Statistical Plots#
In addition to the plots available via the plot interface, hvPlot makes a number of more sophisticated, statistical plots available that are modelled on pandas.plotting
. To explore these, we will load the iris and stocks datasets from Bokeh:
import pandas as pd
import hvplot.pandas # noqa
from bokeh.sampledata import iris, stocks
iris = iris.flowers
Scatter Matrix#
When working with multi-dimensional data, it is often difficult to understand the relationship between all the different variables.

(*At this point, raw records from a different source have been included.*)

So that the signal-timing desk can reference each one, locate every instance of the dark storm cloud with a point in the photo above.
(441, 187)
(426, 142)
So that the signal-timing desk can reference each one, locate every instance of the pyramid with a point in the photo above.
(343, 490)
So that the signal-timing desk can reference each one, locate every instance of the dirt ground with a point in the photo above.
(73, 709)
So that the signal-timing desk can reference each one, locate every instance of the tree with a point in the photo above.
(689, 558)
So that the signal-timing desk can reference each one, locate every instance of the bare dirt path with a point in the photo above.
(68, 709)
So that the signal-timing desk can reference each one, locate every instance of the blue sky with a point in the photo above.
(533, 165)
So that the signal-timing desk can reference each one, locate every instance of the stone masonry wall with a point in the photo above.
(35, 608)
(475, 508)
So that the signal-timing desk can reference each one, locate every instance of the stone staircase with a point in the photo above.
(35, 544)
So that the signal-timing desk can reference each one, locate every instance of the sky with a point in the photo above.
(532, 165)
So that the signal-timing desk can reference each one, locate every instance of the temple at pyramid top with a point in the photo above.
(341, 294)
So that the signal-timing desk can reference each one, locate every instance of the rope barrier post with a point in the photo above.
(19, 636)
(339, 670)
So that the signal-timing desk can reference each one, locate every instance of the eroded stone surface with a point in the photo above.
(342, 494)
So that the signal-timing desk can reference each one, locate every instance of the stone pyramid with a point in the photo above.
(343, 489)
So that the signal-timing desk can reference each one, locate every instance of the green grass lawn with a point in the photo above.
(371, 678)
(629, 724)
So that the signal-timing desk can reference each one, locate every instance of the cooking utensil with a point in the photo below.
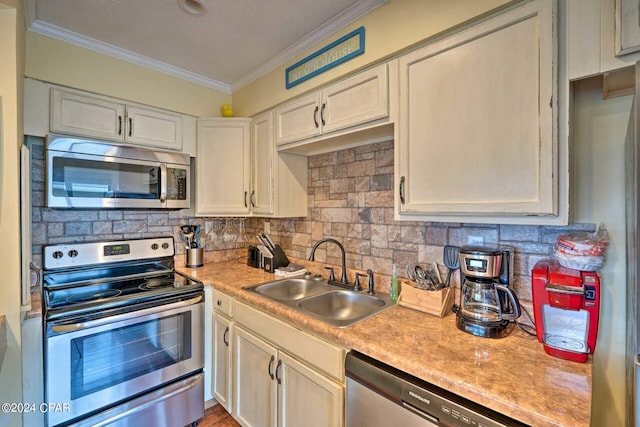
(451, 260)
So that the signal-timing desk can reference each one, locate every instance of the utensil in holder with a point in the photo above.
(194, 257)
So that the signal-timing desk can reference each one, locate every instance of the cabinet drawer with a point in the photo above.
(314, 351)
(222, 303)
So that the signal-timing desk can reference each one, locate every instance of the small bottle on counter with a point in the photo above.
(393, 289)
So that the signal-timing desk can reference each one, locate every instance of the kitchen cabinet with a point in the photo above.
(272, 384)
(239, 172)
(77, 113)
(592, 28)
(279, 180)
(362, 98)
(222, 352)
(477, 135)
(103, 115)
(223, 166)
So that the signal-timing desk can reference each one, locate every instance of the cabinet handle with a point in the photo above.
(271, 363)
(277, 368)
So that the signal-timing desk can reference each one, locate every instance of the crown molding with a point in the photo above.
(60, 33)
(345, 18)
(357, 10)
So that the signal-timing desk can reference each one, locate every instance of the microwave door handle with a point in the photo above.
(163, 182)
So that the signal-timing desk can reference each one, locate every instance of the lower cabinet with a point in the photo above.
(273, 388)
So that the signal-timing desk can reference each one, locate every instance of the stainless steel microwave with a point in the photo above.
(94, 174)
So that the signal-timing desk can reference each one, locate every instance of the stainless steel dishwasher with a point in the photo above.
(380, 395)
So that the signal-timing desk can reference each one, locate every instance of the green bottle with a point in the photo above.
(393, 289)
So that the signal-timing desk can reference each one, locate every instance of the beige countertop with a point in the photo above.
(512, 375)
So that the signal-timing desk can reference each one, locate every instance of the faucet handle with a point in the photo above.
(371, 284)
(332, 274)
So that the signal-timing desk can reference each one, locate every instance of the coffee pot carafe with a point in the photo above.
(487, 305)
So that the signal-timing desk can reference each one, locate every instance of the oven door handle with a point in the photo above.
(73, 327)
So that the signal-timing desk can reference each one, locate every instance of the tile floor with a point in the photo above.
(216, 416)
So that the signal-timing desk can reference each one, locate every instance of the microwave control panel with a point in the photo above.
(176, 184)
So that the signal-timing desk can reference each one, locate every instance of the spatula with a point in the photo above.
(451, 260)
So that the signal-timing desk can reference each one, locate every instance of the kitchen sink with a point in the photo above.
(330, 303)
(291, 289)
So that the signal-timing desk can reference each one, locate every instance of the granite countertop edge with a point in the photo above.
(537, 389)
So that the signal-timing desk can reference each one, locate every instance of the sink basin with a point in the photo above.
(327, 302)
(290, 289)
(342, 307)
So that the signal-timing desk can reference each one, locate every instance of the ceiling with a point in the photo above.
(233, 43)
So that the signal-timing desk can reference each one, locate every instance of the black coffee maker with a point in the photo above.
(487, 304)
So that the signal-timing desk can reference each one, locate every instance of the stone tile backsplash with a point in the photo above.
(350, 198)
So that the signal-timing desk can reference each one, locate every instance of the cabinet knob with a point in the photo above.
(271, 364)
(315, 117)
(277, 369)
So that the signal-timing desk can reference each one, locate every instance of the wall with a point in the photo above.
(11, 68)
(392, 27)
(58, 62)
(351, 200)
(598, 195)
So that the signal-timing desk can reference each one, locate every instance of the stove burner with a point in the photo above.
(151, 284)
(107, 293)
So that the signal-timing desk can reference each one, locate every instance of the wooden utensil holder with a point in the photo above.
(437, 303)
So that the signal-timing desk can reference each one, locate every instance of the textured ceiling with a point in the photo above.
(234, 39)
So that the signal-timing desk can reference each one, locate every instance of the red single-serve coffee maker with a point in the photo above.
(566, 304)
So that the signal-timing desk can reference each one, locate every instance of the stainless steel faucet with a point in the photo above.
(343, 278)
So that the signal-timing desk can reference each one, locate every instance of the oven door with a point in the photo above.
(99, 363)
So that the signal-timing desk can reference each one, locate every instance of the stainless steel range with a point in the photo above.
(123, 339)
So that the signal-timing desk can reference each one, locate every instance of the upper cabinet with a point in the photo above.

A scatter_matrix
makes it possible to visualize all of the pairwise relationships in a compact format. hvplot.scatter_matrix
is closely modelled on pandas.plotting.scatter_matrix
:
hvplot.scatter_matrix(iris, c="species")
Compared to a static Seaborn/Matplotlib-based plot, here it is easy to explore the data interactively thanks to Bokeh’s linked zooming, linked panning, and linked brushing (using the box_select
and lasso_select
tools).
Parallel Coordinates#
Parallel coordinate plots provide another way of visualizing multi-variate data. hvplot.parallel_coordinates
provides a simple API to create such a plot, modelled on the API of pandas.plotting.parallel_coordinates()
:
hvplot.parallel_coordinates(iris, "species")
The plot quickly clarifies the relationship between different variables, highlighting the difference of the “setosa” species in the petal width and length dimensions.
Andrews Curves#
Another similar approach is to visualize the dimensions using Andrews curves, which are constructed by generating a Fourier series from the features of each observation, visualizing the aggregate differences between classes. The hvplot.andrews_curves()
function provides a simple API to generate Andrews curves from a datafrom, closely matching the API of pandas.plotting.andrews_curves()
:
hvplot.andrews_curves(iris, "species")